Rose Zhang returned to the Tri-State area this week to compete in the KPMG Women’s PGA Championship—just three weeks after her historic first win in her first pro start at LPGA’s Mizuho Americas Open.
“The week at Mizuho, it felt a little bit just surreal,” Zhang said. “I didn’t feel like I was a professional. I was straight-up coming from NCAAs, and it was kind of just a trial run in my opinion.
“Even this week, I didn’t have any sort of expectations on myself but at the same time, I wanted to see where my game ended up with the professionals and to really see if I am able to be in contention.”

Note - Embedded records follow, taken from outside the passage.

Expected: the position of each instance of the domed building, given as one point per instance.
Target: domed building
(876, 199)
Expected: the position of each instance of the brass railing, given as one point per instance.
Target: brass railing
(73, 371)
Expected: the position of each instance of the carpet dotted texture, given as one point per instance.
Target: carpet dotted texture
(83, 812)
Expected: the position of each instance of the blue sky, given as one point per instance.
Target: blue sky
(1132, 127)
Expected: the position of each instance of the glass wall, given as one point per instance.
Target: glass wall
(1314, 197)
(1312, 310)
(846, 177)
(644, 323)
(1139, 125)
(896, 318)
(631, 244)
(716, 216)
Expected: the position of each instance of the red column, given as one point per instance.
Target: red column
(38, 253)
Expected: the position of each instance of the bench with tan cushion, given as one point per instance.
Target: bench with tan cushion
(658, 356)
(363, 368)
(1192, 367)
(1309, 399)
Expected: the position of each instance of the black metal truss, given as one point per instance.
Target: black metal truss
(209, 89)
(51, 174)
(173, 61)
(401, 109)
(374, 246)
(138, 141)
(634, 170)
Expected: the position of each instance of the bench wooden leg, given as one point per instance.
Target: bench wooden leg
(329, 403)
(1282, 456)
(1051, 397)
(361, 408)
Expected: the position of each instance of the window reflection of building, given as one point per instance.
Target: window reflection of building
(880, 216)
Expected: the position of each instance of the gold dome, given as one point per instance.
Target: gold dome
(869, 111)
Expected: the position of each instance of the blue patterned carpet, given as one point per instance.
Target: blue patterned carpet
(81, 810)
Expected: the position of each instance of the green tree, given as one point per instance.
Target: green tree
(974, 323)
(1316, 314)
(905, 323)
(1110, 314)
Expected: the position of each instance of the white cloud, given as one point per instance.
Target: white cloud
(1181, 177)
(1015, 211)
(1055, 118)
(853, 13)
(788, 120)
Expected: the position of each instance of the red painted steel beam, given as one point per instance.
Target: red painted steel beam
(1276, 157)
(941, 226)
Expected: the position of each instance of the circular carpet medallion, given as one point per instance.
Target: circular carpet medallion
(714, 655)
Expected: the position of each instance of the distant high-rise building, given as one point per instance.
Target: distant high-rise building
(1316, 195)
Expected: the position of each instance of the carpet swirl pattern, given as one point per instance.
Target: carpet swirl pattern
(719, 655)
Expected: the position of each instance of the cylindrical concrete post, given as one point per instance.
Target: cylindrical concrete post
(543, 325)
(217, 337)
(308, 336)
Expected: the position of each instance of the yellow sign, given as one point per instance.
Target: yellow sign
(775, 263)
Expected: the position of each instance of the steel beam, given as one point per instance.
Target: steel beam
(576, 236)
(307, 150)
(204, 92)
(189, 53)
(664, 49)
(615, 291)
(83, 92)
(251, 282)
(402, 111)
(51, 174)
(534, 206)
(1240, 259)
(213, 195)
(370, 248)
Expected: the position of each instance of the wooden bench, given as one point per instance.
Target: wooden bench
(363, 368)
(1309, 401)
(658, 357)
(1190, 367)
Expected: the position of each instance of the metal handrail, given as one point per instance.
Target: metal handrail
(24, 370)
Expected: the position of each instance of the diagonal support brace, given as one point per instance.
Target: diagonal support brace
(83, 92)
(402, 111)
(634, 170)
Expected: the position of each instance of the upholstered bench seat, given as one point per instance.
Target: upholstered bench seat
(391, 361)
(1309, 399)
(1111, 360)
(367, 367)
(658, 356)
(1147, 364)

Much like the weather at Baltusrol Golf Club, Zhang’s performance heated up as Sunday rolled around. The 20-year-old newly minted pro started her final round at one under par—six shots off the lead—but fought her way back into contention with a stellar four-under 31 on the front nine.
Her momentum continued despite a two-hour rain delay coming as Zhang was playing the 11th hole. When play resumed, Zhang stuck her approach close to the green and followed the shot by making the putt for birdie. At that point, Zhang was tied for the lead for the first time in a major championship.
“I’ve been in the position before as an amateur, but this week was pretty special for a little new career start,” Zhang said.
Tension grew as Zhang made par on 12 to maintain the lead.
“I knew that the groups in front of me and the groups behind me were playing super well, and alongside me [Xiyu Lin] was playing amazing,” Zhang said.
— KPMG Women's PGA Championship (@KPMGWomensPGA) June 25, 2023
The 20-year-old sensation was coming for the trophy—and she wasn’t coming quietly.
Zhang drew quite the gallery all week and Sunday was no exception. The excitement and roars from the crowd grew as Zhang climbed the leaderboard. Some fans began walking immediately after Zhang hit, leaving before her playing partners could finish, in hopes of getting a good spot on the ropes.
“I heard so many cheers and felt so much love and support, it was really incredible,” Zhang said.
Ultimately, Zhang’s game fell short down the stretch. A bogey on the par-3 16th dropped her back to five under, and an errant tee shot on the par-5 18th found water and led to a frustrating final par. Still, she shot a final-round 67 to tie for eighth place, three shots behind winner Ruoning Yin. And that didn’t stifle cheers from her fans—the “Rose Buds,” a name they’ve given themselves—as she walked off the 18th green.
When asked about her performance, Zhang replied, “I’m content with the result. I’m not content with how I played.
“Losing a little bit of focus causes you to have errors, and that’s just something you can’t afford at a major championship.”
If there was one area of Zhang’s game that was undeniably good this week it was her putting.
“I felt really confident with my putter the whole day, and the last couple of days I feel like that really saved me this entire week,” Zhang said.
When asked about the differences between competing in a major championship as an amateur—which she did eight times, her best finish a tie for 11th at the 2020 ANA—and competing as a professional, Zhang explained that “it’s definitely a different dynamic when you’re a professional versus an amateur, and when you’re playing your game, you really have to be precise with your numbers, really understand what your swing is doing, and there is no room for error.”
Although she’s leaving New Jersey without hardware, Zhang remained optimistic after her professional major debut saying, “It was just a really fun experience to be in the hunt, especially at my first major.
“I’ve been in major weeks before, so I understand that the entire week is just a long game instead of a sprint. Especially being out on these difficult golf courses, you really have to stay in the moment, so I really tried my best to do that.”
Zhang looks forward to playing in her next major championship, the U.S. Women’s Open, and says that the KPMG Women’s PGA helped prepare her for what’s to come in two weeks at Pebble Beach, where she holds the women’s competitive course record of 63 set during a college event last fall.
“I learned a lot, especially with [caddie Jason Gilroyed] on my bag,” Zhang said. “I’m excited to keep working on my game and make sure that it’s pristine when I go to the U.S. Women’s Open at Pebble.”